Information we hold about you
In accordance with The Osteopathic Standards, Code of Practice Standard C8:
Dates of the consultations, personal details, your problems and symptoms, relevant medical, family and social history, clinical findings, information and advice you provide, whether this is provided in person or via the telephone, diagnoses and treatment plans, records of consent, investigation or treatment and the results, any communication with, about or from you, copies of any correspondence, reports, test results (X-Ray, MRI, Blood etc.), clinical response to treatment and treatment outcomes, whether a chaperone was present or not required, whether a student or observer was present.
Security
We are committed to protecting your privacy and will only use the information collected lawfully in accordance with the Common Law Duty of Confidentiality, the General Osteopathic Practice Standards and the Data Protection Act 1998 and the General Data Protection Regulations (GDPR) 2018.
Records are held on paper and we use a combination of best working practices and technology to ensure that your information is kept confidential and secure. (More detail can be found in our Data privacy policy)

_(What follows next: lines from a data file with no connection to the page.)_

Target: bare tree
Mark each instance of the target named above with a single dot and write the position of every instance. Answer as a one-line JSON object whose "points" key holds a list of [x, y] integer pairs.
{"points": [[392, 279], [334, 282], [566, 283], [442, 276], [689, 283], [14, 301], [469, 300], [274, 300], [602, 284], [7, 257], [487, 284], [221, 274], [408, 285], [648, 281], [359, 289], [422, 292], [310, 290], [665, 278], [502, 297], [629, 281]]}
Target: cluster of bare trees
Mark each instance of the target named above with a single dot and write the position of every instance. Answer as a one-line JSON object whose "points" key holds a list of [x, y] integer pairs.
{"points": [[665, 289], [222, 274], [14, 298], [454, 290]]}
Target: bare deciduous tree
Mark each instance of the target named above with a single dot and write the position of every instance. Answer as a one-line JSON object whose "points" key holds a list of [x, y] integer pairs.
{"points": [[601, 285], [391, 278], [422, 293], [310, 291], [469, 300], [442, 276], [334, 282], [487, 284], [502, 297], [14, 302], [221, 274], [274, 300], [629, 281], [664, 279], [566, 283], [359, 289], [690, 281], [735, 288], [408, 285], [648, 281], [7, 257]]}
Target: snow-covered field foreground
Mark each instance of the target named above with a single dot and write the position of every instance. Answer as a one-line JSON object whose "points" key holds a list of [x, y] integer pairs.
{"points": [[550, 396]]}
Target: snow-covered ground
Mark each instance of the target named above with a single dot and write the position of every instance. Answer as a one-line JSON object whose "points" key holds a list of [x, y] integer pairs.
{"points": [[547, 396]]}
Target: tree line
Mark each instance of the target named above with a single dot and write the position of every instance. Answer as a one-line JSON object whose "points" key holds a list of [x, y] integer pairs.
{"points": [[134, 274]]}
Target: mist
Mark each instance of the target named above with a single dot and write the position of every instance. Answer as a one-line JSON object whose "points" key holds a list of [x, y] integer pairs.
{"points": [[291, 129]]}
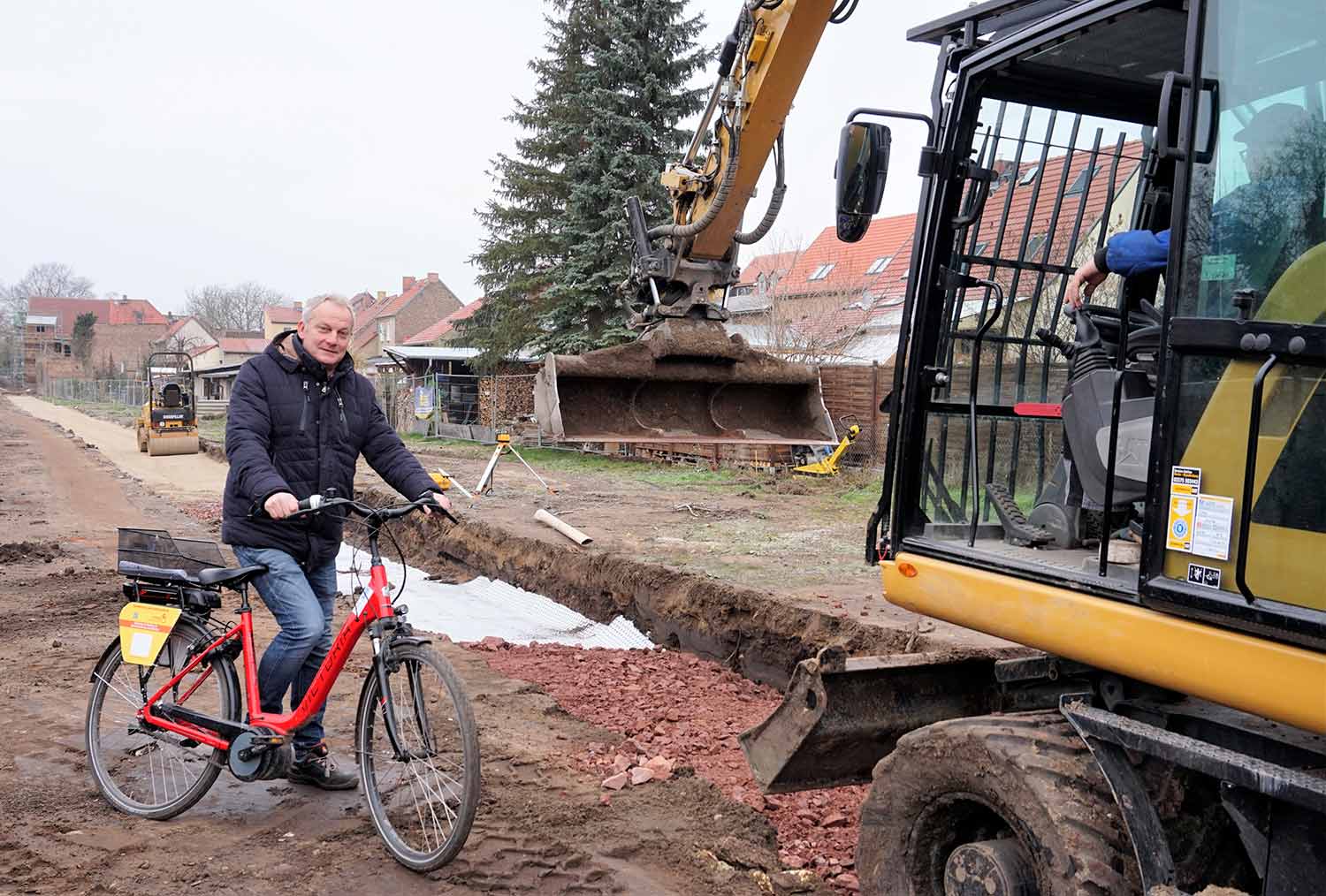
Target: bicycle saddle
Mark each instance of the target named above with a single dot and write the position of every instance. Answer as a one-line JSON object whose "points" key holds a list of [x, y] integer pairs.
{"points": [[228, 578]]}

Reception and management staff have access to your contact telephone numbers only, for administrative purposes, but do not have access to your medical records. The Legal Basis under which we hold your data. The lawful basis for processing special category health data for direct care is that processing is: the processing is necessary for compliance with a legal obligation to which the controller is subject (Article 6(1)(c).
The special category condition for processing for direct care is that processing is: ‘necessary for the purposes of preventative or occupational medicine for the assessment of the working capacity of the employee, medical diagnosis, the provision of health or social care or treatment or the management of health or social care systems and services…’ (Article 9(2)(h)).
Further use of data
Information may be used within this practice for clinical audits to monitor the quality of the service provided. Some of this information will be held centrally and used for statistical purposes. Where we do this, we take strict measures to ensure that individual patients cannot be identified.
Sometimes your information may be requested to be used for research purposes – this practise will always gain your explicit consent before releasing the information for this purpose.
We may also use external companies to process personal information, such as for archiving and backup purposes. These companies are bound by contractual agreements to ensure information is kept confidential and secure.
Record retention policy
We retain these records for 8 years after your last visit or if the patient is a child, until their 25th Birthday. (In accordance with The Osteopathic Standards, Code of Practice Standard D6 3.1, 3.2). This affects your right to erasure under the GDPR guidelines, as we have a lawful basis for retaining your records. Certain “personal data”, however, can be erased, such as your email address and your mobile telephone number. This practice will always gain your explicit consent before erasing or amending this information.
Subject Access Request
Right to access (Subject Access Request) or amend your records your request must be made in writing and signed will respond to your request within 1 month you will need to give adequate information and proof of identity. There will be NO CHARGE It is important that you tell the person treating you if any of your details such as your name or address have changed or if any of your details such as your date of birth is incorrect in order for this to be amended. You have a responsibility to inform us of any changes so our records are accurate and up to date for you.